Updating the Database for itwêwina

This document describes the current process to generate a complete inputjson file for morphodict from the available sources (most of them described in the main README of this repo).

As referenced in #108, the process is:

Update dictionary sources
Update LEXC sources based on updated dictionary sources
Compile new FSTs in giellalt/lang-crk
Aggregate and process dictionary sources into an importjson file for uploading to the intelligent dictionary
Update the internal database for the intelligent dictionary, including whatever genration of forms in paradigms or English translation equivalents.

1. Update dictionary sources

(From #108): The following steps should be equivalent to running the altlab/crk/bin/update-crk-dictionary-sources-2-lexc.sh script from the private repo.
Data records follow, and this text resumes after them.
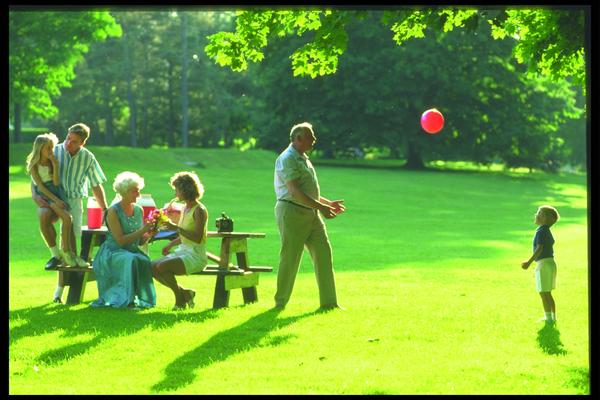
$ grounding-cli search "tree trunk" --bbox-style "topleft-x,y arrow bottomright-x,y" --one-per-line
181,12 -> 189,147
104,84 -> 114,146
13,103 -> 21,143
123,29 -> 137,147
167,60 -> 175,147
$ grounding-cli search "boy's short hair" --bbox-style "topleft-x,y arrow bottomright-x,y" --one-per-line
169,171 -> 204,200
290,122 -> 313,142
540,205 -> 560,226
67,122 -> 90,142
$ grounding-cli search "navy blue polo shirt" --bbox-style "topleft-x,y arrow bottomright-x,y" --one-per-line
533,225 -> 554,261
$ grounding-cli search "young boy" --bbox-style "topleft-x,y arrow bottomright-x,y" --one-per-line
521,205 -> 560,324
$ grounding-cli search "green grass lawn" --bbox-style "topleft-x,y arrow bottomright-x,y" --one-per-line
8,145 -> 590,394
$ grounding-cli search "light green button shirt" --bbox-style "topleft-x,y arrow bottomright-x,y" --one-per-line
54,142 -> 106,199
274,143 -> 321,200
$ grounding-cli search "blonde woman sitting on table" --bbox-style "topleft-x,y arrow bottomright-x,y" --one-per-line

Update Cree Words (CW) source file CreeDict-x in Carleton repo

svn up

Remove Windows-style CR characters from CW source, and copy this over to ALTLab repo

cat PlainsLexUni/CreeDict-x | tr -d '\r' > altlab/crk/dicts/Wolvengrey_altlab.toolbox

Note: A version of this file lives in the private altlab repo at crk/dicts/

Convert this Toolbox file into TSV format:

cat altlab/crk/dicts/Wolvengrey_altlab.toolbox | altlab/crk/bin/toolbox2tsv.sh > altlab/crk/generated/Wolvengrey_altlab.tsv

Compare against Maskwacîs Dictionary content, and add unique entries (and associated stem and inflectional class information) after the CW entries:

altlab/crk/bin/add-md-entries-2-after-cw-tsv.sh altlab/crk/generated/Wolvengrey_altlab.tsv altlab/crk/dicts/Maskwacis_altlab.tsv > altlab/crk/generated/altlab.tsv

2. Update LEXC sources based on updated dictionary sources

Generate LEXC source for individual parts-of-speech from this ALTLab aggregated TSV file:

cat altlab/crk/generated/altlab.tsv | altlab/crk/bin/altlab2lexc.sh 'N' > altlab/crk/generated/noun_stems.lexc
cat altlab/crk/generated/altlab.tsv | altlab/crk/bin/altlab2lexc.sh 'V' > altlab/crk/generated/verb_stems.lexc

Add copyright headers to LEXC sources, and copy over giellalt/lang-crk/src/fst/stems/

cat giellalt/lang-crk/src/fst/stems/noun_header.lexc altlab/crk/generated/noun_stems.lexc > giellalt/lang-crk/src/fst/stems/noun_stems.lexc
cat giellalt/lang-crk/src/fst/stems/verb_header.lexc altlab/crk/generated/verb_stems.lexc > giellalt/lang-crk/src/fst/stems/verb_stems.lexc

3. Compile new FSTs in `giellalt/lang-crk`

Follow the instructions from https://github.com/giellalt/lang-crk, once you are in the repo:

./autogen-sh
./configure
make

Make sure you have provided the desired configuration options to ./configure to generate the FSTs you are interested in.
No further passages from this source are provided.